A través de estos bots, denominados en inglés OTP Bots, criminales sin tantas habilidades de ingeniería social encuentran una buena opción para persuadir a las potenciales víctimas. En las estafas telefónicas tradicionales es el propio delincuente el que busca convencer a la víctima del otro lado del teléfono. En estos casos, el riesgo de que la víctima se dé cuenta de que se trata de un fraude depende en gran medida de las habilidades del criminal al teléfono. Lo que ocurre también es que muchas compañías en la actualidad utilizan bots para prestar servicio de atención al cliente, y el sonido familiar debido a la falta de personalización contribuye a que la víctima no sospeche que algo está ocurriendo.
Para poder comprometer las cuentas mediante el código de verificación, previamente los cibercriminales deberán hacerse de las credenciales de acceso (dirección de correo y contraseña) de los usuarios. Hay que recordar que un bien muy preciado en el negocio del cibercrimen son los datos personales, ya que tienen un valor comercial al ser utilizados para llevar adelante ataques de ingeniería social.
Una de las consecuencias más frecuentes de los ciberataques es el robo de información. Cuando una compañía o servicio sufre una brecha de datos por lo general esta información luego es puesta a la venta o publicada incluso de forma gratuita en foros clandestinos, y contienen credenciales u otro tipo de información personal de los usuarios. Un ejemplo de esto es lo que ocurrió con la plataforma de trading Robinhood recientemente, que sufrió una intrusión a sus sistemas que derivó en el robo de información personal de 7 millones de clientes. Pocos días después se conocía que en foros de hacking estaban vendiendo 7 millones de direcciones de correo de usuarios de Robinhood.
Una vez que los atacantes tienen en su poder los nombres de usuario y contraseña de la cuenta que quieren comprometer, ingresan el número de teléfono junto a un comando y el nombre del servicio o cuenta elegida; por ejemplo, PayPal.

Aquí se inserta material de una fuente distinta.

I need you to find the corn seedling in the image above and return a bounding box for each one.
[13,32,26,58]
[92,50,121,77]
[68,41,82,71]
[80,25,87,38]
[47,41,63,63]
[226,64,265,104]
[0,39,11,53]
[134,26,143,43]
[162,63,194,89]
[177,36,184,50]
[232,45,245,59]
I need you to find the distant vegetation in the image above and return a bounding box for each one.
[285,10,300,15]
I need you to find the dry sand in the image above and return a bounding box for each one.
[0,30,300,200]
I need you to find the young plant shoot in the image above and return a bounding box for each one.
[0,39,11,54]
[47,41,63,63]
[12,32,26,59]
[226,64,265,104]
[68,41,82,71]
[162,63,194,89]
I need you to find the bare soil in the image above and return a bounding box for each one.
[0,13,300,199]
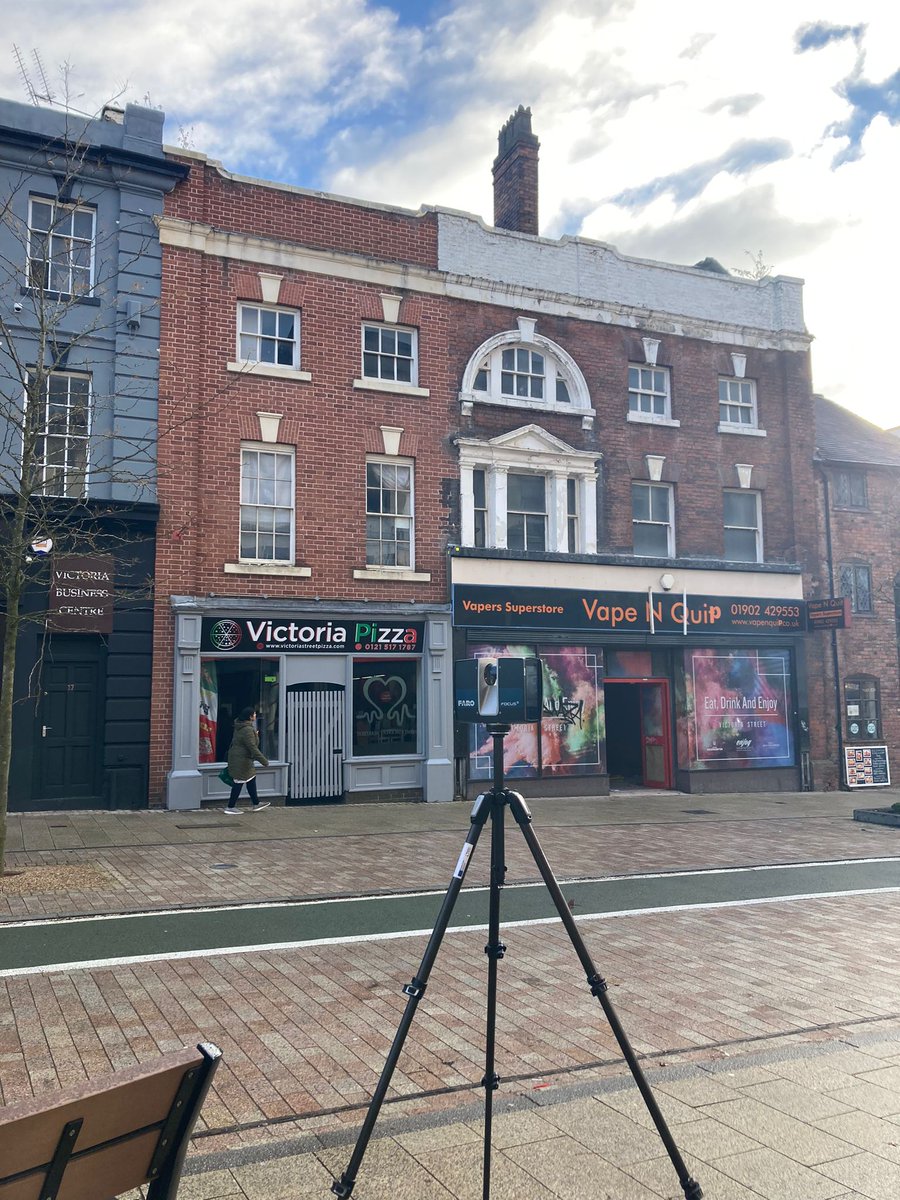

Luego, el bot llama a la víctima haciéndose pasar por ese servicio utilizando algún pretexto, como un movimiento sospechoso. En un momento de la conversación el bot solicita a la víctima que verifique su identidad ingresando un código que recibirá en su teléfono. La víctima ingresa la clave y automáticamente la recibe el atacante a través de la herramienta.
Estos bots son comercializados en chats de Telegram o en Discord y pueden conseguirse por precios que van desde los 100 hasta los 1000 dólares la suscripción. Además, algunos ofrecen alcance global. Su uso demuestra, una vez más, cómo los criminales buscan nuevas formas de cometer fraude y al parecer su popularidad está creciendo. Ante este escenario es importante que los usuarios sepan que existe esta modalidad de estafa y que tengan presente nunca ingresar información personal o claves si no fueron ellos quienes realizaron la llamada.
“Las principales recomendaciones para evitar ser víctima de este tipo de fraude son: ante la recepción de algún llamado sospechoso verificar la fuente de este. Es importante también desconfiar de la procedencia y en caso de ser algo dudoso terminar la comunicación lo antes posible. Si quien nos contactó alegó ser de alguna compañía con la cual estamos asociados, es aconsejable comunicarse con la empresa a través de los canales de comunicación oficiales.” concluye Camilo Gutiérrez Amaya, Jefe del Laboratorio de Investigación de ESET Latinoamérica.